The least developed countries’ debts rose to $744 billion in 2019, the World Bank said yesterday.
According to the 2021 International Debts Statistics (IDS) report the total external debt of Debt Service Suspension Initiative (DSSI)-eligible countries climbed 9.5 per cent to a record $744 billion from the previous year.
In Africa, Angola, Benin Republic, Burkina Faso, Chad, Eritrea, and 26 others are among the least developed countries. Nigeria is not on the list of least developed countries.
The rising debt for the countries highlighted an urgent need for creditors and borrowers alike to collaborate to stave off the growing risk of sovereign-debt crises triggered by the COVID-19 pandemic.
The pace of debt accumulation for these countries was nearly twice the rate of other low- and middle-income countries in 2019.

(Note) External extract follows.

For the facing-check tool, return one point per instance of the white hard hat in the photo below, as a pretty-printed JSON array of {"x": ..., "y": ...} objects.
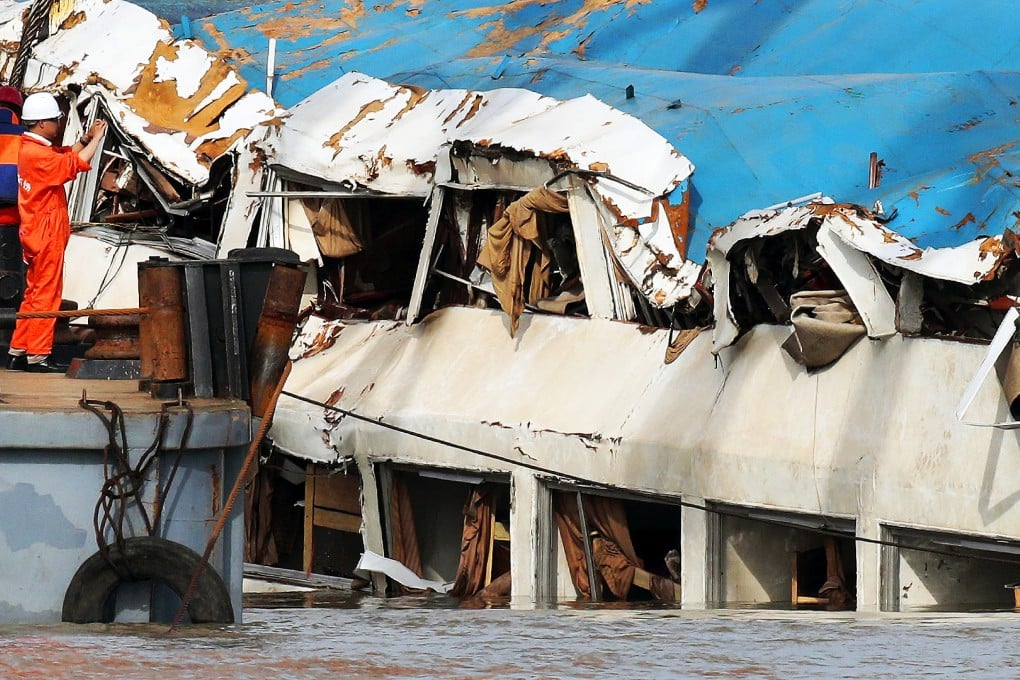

According to the World Bank, in response to an urgent need for greater debt transparency, the latest edition of the IDS report provides more detailed and more disaggregated data on external debt than ever before in its nearly 70-year history—including breakdowns of what each borrowing country owes to official and private creditors in each creditor country, and the expected month-by-month debt-service payments owed to them through 2021.
Before the onset of the COVID-19 pandemic, rising public debt levels were already a cause for concern, particularly in many of the world’s poorest countries as discussed in our Four Waves of Debt report published last December.
Responding to a call from the World Bank and the International Monetary Fund, the G20 endorsed the DSSI in April 2020 to help up to 73 of the poorest countries manage the impact of the COVID-19 pandemic.